On Gordianus, father and son:
When he reluctantly accepted the purple, he was above fourscore years old; a last and valuable remains of the happy age of the Antonines, whose virtues he revived in his own conduct, and celebrated in an elegant poem of thirty books.  With the venerable proconsul, his son, who had accompanied him into Africa as his lieutenant, was likewise declared emperor.  His manners were less pure, but his character was equally amiable with that of his father.  Twenty-two acknowledged concubines, and a library of sixty-two thousand volumes, attested the variety of his inclinations; and from the productions which he left behind him, it appears that the former as well as the latter were designed for use rather than for ostentation.  
(The note to that last sentence reads: "By each of his concubines, the younger Gordian left three or four children.  His literary productions, though less numerous, were by no means contemptible.")

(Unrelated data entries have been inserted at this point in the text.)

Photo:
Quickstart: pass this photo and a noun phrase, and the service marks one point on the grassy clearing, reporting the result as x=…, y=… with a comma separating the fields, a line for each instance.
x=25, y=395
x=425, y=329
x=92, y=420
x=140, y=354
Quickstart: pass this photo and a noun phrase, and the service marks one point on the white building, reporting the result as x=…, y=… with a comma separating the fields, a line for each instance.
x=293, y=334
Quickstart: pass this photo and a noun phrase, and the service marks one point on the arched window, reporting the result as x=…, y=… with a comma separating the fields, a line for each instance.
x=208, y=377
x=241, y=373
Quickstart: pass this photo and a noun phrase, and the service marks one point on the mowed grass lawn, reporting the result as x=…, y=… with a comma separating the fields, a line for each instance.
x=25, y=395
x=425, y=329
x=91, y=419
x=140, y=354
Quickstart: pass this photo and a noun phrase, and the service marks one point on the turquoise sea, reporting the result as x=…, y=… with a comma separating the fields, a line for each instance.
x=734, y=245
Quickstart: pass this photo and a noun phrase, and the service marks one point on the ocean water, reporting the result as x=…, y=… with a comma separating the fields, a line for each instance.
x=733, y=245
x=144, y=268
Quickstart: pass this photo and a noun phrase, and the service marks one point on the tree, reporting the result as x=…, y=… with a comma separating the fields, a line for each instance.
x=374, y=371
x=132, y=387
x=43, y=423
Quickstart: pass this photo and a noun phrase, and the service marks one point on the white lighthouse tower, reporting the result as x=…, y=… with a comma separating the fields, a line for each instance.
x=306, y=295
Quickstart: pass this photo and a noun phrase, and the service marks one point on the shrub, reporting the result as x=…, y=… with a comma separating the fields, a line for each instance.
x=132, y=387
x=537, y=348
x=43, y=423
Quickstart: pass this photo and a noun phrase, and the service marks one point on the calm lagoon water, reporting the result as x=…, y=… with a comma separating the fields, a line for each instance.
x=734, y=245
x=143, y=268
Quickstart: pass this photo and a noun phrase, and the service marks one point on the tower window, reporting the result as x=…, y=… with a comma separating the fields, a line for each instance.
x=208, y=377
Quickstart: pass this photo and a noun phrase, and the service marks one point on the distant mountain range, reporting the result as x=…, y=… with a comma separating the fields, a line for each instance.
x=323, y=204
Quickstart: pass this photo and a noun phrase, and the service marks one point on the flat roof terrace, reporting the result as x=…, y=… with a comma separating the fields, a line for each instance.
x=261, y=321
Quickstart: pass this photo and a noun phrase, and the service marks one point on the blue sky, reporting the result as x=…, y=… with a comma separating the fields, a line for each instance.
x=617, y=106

Or again, in a more contemplative vein (on the difficulty of writing about the empire c. 248-268 CE):
The confusion of the times, and the scarcity of authentic memorials, oppose equal difficulties to the historian, who attempts to preserve a clear and unbroken thread of narration.  Surrounded with imperfect fragments, always concise, often obscure, and sometimes contradictory, he is reduced to collect, to compare, and to conjecture: and though he ought never to place his conjectures in the rank of facts, yet the knowledge of human nature, and of the sure operation of its fierce and unrestrained passions, might, on some occasions, supply the want of historical materials.

2 comments:

  1. One of the delights of so many Gibbon sentences is his robust underlying response to Christianity.I recently noticed this plaque on a London Church dedicated to a man who died in 1776. It starts off stating that it is
    "Sacred to those virtues that adorn a Christian and a Tradesman"
    Can you conjure up Gibbon's likely reaction to this plaque? A wry smile? A brief debate as to whether the author(s) saw the two spheres as having significantly overlapping, or entirely different but equal, virtues? Or perhaps too commonplace a sentiment to provoke a reaction?